24. SLEEP MINING. By Howie Kahn. Wearing a small sensor on your head, at home, while you sleep, could be the key to diagnosing diseases early and assessing overall health. “This tech,” says Dr. Philip Low, the founder of a medical technology firm called NeuroVigil, “enables us to look for faint signals of, say, schizophrenia, Parkinson’s, depression or Alzheimer’s in the brain, even though there may be no obvious symptoms.” Thus far, Low’s device has found a number of applications: evaluating children with autism, studying the efficacy of trial-phase drugs and assessing traumatic brain injury in soldiers. Currently, Low is working on a newer version of the device, which will be the size of a quarter and will transmit brain scans directly to smartphones and tablet computers. “We’re using sleep,” Low says, “as the gateway to the brain.” Years away: 0-2. [This one and the next are the most substantive, but some may not want to know that their future includes a debilitating illness.]

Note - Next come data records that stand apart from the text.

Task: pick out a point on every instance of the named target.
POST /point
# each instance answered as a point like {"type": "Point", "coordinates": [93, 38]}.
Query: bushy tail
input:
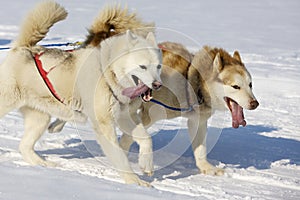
{"type": "Point", "coordinates": [114, 20]}
{"type": "Point", "coordinates": [38, 22]}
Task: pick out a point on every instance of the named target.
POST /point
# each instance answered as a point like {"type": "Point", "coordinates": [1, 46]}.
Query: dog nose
{"type": "Point", "coordinates": [156, 85]}
{"type": "Point", "coordinates": [253, 104]}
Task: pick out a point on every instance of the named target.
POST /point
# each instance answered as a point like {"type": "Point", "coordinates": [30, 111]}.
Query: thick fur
{"type": "Point", "coordinates": [113, 20]}
{"type": "Point", "coordinates": [90, 80]}
{"type": "Point", "coordinates": [201, 80]}
{"type": "Point", "coordinates": [209, 78]}
{"type": "Point", "coordinates": [44, 19]}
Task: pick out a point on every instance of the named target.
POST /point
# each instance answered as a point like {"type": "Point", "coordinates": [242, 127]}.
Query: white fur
{"type": "Point", "coordinates": [89, 80]}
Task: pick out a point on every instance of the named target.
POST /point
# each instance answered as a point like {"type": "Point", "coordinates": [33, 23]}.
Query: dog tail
{"type": "Point", "coordinates": [114, 20]}
{"type": "Point", "coordinates": [38, 22]}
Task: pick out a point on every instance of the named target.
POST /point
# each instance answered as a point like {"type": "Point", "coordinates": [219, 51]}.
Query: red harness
{"type": "Point", "coordinates": [44, 75]}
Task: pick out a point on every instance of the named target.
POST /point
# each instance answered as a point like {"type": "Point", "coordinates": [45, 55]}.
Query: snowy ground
{"type": "Point", "coordinates": [262, 160]}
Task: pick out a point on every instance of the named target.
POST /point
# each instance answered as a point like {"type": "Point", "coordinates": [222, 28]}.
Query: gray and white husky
{"type": "Point", "coordinates": [100, 83]}
{"type": "Point", "coordinates": [209, 80]}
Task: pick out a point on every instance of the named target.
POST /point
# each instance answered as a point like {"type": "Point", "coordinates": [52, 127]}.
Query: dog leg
{"type": "Point", "coordinates": [126, 141]}
{"type": "Point", "coordinates": [197, 132]}
{"type": "Point", "coordinates": [134, 130]}
{"type": "Point", "coordinates": [56, 126]}
{"type": "Point", "coordinates": [107, 139]}
{"type": "Point", "coordinates": [36, 123]}
{"type": "Point", "coordinates": [141, 136]}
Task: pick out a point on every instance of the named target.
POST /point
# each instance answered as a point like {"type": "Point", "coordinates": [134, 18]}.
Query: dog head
{"type": "Point", "coordinates": [233, 86]}
{"type": "Point", "coordinates": [137, 66]}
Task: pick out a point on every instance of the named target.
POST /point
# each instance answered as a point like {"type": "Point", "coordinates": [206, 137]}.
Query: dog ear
{"type": "Point", "coordinates": [237, 56]}
{"type": "Point", "coordinates": [151, 39]}
{"type": "Point", "coordinates": [132, 39]}
{"type": "Point", "coordinates": [217, 64]}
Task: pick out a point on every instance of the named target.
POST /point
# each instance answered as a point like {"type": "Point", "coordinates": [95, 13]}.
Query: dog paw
{"type": "Point", "coordinates": [214, 171]}
{"type": "Point", "coordinates": [146, 163]}
{"type": "Point", "coordinates": [134, 179]}
{"type": "Point", "coordinates": [33, 159]}
{"type": "Point", "coordinates": [206, 168]}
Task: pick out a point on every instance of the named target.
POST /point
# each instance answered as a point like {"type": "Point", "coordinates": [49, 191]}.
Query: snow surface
{"type": "Point", "coordinates": [262, 160]}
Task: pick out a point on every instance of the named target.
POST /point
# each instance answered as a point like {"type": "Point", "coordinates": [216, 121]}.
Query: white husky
{"type": "Point", "coordinates": [101, 83]}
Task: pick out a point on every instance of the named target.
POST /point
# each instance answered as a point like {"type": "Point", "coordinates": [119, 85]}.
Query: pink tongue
{"type": "Point", "coordinates": [237, 115]}
{"type": "Point", "coordinates": [133, 92]}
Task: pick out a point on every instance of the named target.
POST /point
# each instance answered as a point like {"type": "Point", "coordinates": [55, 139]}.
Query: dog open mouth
{"type": "Point", "coordinates": [236, 112]}
{"type": "Point", "coordinates": [139, 90]}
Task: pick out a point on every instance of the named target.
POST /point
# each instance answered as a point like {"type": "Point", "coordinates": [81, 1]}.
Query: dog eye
{"type": "Point", "coordinates": [236, 87]}
{"type": "Point", "coordinates": [143, 67]}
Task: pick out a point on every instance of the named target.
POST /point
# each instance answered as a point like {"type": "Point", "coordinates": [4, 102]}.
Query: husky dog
{"type": "Point", "coordinates": [101, 83]}
{"type": "Point", "coordinates": [212, 80]}
{"type": "Point", "coordinates": [208, 81]}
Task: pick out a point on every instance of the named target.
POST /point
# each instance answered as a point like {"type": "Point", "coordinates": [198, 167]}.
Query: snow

25. A BLOOD TEST FOR DEPRESSION. By Elizabeth Weil. This year, Eva Redei, a professor at Northwestern’s Feinberg School of Medicine, published a paper that identified molecules in the blood that correlated to major depression in a small group of teenagers. Ridge Diagnostics has also started to roll out a test analyzing 10 biomarkers linked to depression in adults. “Part of the reason there’s a stigma for mental illness, including depression, is that people think it’s only in their heads,” Redei says. “As long as there’s no measurable, objective sign, we’re going to stay in that mind-set of ‘Just snap out of it.’ ” Blood tests will take mental illness out of the squishy realm of feelings. And as Lonna Williams, C.E.O. of Ridge Diagnostics, says, they’ll help people understand “it’s not their fault.” Years away: 4+. 

6. THE CONGESTION KILLER. By Tom Vanderbilt. Traffic jams can form out of the simplest things. One driver gets too close to another and has to brake, as does the driver behind, as does the driver behind him — pretty soon, the first driver has sent a stop-and-go shock wave down the highway. One driving-simulator study found that nearly half the time one vehicle passed another, the lead vehicle had a faster average speed. All this leads to highway turbulence, which is why many traffic modelers see adaptive cruise control (A.C.C.) — which automatically maintains a set distance behind a car and the vehicle in front of it — as the key to congestion relief. Simulations have found that if some 20 percent of vehicles on a highway were equipped with advanced A.C.C., certain jams could be avoided simply through harmonizing speeds and smoothing driver reactions. One study shows that even a highway that is running at peak capacity has only 4.5 percent of its surface area occupied. More sophisticated adaptive cruse control systems could presumably fit more cars on the road. Years away: 0-2. [Why is this innovation deemed even more promising than the two previous ones? Because freeway traffic is slowly killing me.] 

And the most ridiculous innovation that someone offered up when the editor sent out an email titled “Come on people, stuck on 31, have to have a 32nd.”

3. ANALYTICAL UNDIES. By Gretchen Reynolds. Your spandex can now subtly nag you to work out. A Finnish company, Myontec, recently began marketing underwear embedded with electromyographic sensors that tell you how hard you’re working your quadriceps, hamstring and gluteus muscles. It then sends that data to a computer for analysis. Although the skintight shorts are being marketed to athletes and coaches, they could be useful for the deskbound. The hope, according to Arto Pesola, who is working on an advanced version of the sensors, is that when you see data telling you just how inert you really are, you’ll be inspired to lead a less sedentary life. Years away: 0-2. [Imagine the convo. Dude! You look great. Have you started working out or something? Yeah, thanks. It wasn’t until I started pouring over my undie data before bed each night that I realized I’d become a sedentary sad sack.]